Om de catastrofe af te wenden, moeten we nu al over ons eigen lot treuren. Stellig doen alsof ze onafwendbaar is. Want we kunnen ecologische kennis, statistieken, prognoses en extrapolaties verzamelen tot we erbij neervallen. Het zal niet genoeg zijn, om ons van de ultieme urgentie ervan te overtuigen en tot radicale daden aan te zetten. Ons technicistische geloofssysteem maakt ons er ongevoelig voor. Anders zal het Forum voor Democratie het wel weer beter weten.Liever gaan we dweilen met de kraan open, dan de kraan dicht te draaien. Er zullen compromissen komen, amendaties, wetenschappelijke contra-expertises en de diesel zal, in bepaalde gevallen, worden uitgebannen. A l die handelingen verrichten we vanuit ons geloof in de techniek, en we doen ze als rituelen om, omgekeerd, dat technicistische geloof te bevestigen en te schragen.
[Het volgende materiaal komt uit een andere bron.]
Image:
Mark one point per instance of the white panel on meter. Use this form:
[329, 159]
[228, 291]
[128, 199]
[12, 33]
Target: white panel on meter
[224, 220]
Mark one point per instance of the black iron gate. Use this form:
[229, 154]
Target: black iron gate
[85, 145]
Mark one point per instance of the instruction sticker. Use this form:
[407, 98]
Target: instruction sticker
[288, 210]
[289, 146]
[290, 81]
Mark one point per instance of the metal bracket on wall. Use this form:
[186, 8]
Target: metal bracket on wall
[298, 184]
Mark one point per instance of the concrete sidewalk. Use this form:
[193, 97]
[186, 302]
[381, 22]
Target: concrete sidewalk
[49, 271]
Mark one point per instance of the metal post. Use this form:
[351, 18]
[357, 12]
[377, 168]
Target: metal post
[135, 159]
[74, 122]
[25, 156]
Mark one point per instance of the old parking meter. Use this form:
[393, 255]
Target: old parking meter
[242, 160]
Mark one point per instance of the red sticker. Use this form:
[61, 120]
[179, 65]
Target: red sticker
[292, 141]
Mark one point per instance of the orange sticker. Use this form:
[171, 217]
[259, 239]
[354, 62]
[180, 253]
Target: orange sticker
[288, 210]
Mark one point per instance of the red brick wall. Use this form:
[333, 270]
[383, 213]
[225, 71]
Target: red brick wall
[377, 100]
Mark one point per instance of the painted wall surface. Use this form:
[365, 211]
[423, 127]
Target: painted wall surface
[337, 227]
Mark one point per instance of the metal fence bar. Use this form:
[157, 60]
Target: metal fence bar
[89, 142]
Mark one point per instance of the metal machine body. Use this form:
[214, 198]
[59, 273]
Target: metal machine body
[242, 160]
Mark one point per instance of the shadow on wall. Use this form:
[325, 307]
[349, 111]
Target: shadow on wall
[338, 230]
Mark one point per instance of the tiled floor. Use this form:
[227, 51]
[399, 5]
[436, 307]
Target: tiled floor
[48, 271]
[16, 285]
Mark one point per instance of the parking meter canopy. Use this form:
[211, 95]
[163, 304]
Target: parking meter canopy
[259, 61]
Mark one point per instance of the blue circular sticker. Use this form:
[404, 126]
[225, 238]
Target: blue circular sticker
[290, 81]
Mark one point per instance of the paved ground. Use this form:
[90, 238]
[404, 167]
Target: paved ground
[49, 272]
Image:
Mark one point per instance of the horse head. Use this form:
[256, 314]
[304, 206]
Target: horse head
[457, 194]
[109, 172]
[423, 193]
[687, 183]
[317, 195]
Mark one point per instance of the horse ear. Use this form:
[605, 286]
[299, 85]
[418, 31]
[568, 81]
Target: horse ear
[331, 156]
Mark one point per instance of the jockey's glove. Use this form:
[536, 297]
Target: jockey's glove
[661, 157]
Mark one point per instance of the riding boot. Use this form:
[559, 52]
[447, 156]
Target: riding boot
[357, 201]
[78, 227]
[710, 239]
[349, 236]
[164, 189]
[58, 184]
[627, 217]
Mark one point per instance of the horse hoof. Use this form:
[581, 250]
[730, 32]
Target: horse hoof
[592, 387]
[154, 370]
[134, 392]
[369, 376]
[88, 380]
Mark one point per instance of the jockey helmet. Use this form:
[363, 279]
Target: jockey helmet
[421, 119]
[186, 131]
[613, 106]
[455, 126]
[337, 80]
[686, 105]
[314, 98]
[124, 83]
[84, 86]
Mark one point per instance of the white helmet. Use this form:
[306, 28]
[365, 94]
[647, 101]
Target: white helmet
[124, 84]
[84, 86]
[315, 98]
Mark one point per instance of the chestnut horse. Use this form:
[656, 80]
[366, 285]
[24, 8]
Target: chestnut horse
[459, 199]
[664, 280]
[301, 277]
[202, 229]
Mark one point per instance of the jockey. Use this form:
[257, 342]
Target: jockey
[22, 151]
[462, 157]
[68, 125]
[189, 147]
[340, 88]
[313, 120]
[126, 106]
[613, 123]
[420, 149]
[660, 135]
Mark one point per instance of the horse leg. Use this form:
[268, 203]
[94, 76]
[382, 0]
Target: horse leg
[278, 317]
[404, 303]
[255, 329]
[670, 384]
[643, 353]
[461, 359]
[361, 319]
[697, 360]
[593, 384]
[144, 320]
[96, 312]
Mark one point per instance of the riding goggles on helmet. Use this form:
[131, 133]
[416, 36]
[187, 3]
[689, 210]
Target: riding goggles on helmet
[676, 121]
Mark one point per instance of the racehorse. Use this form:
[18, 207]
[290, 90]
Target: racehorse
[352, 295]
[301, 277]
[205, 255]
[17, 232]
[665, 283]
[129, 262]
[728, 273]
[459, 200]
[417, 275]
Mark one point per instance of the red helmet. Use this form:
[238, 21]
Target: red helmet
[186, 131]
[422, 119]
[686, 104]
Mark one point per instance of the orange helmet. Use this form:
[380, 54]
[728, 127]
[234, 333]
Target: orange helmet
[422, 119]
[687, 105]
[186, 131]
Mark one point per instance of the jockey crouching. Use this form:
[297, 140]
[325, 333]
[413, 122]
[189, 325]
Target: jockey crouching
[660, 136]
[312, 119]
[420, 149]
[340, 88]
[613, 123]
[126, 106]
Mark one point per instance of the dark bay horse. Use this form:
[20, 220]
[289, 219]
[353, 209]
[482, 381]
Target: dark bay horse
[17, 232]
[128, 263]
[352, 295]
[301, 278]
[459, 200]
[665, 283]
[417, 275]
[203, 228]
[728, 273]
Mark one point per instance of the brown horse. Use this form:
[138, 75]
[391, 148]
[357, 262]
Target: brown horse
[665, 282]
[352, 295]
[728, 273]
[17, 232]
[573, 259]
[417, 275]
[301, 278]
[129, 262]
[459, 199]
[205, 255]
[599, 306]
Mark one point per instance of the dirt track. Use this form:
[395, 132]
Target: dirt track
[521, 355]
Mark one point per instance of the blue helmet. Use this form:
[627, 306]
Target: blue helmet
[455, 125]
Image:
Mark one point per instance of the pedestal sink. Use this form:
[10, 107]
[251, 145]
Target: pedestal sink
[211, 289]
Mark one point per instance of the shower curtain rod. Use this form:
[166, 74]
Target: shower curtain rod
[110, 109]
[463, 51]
Oog in oog met de catastrofe is het “Yes -we can” optimisme dodelijk. Alleen een shock-therapie kan hier ng helpen om, op nationaal en op globaal niveau, de urgentieklokken gelijk te zetten. Alleen als we ervan doordrongen raken dat het waar is dat de wereld aan vlijt ten onder gaat, alleen dan zullen we uitroepen, niet alleen “dat kan niet waar zijn”, maar “dat mag niet waar zijn”. Dan zien we ons als Jona op de berg de ondergang van Nineveh zitten afwachten. Alsof de berg buiten Nineveh ligt! Alsof wij er nog zijn, als de natuur opnieuw over de botten en kadavers van de mensheid voortwoekeren zal. Alsof wij dan, dankzij ons ecologisch veiligheidsbelang zullen “beschikken over voldoende zelfherstellend vermogen van de leefomgeving bij aantasting van het milieu”, waarmee we zelf, solidair, ren onder zullen zijn gegaan. Dat was een futur antérieur.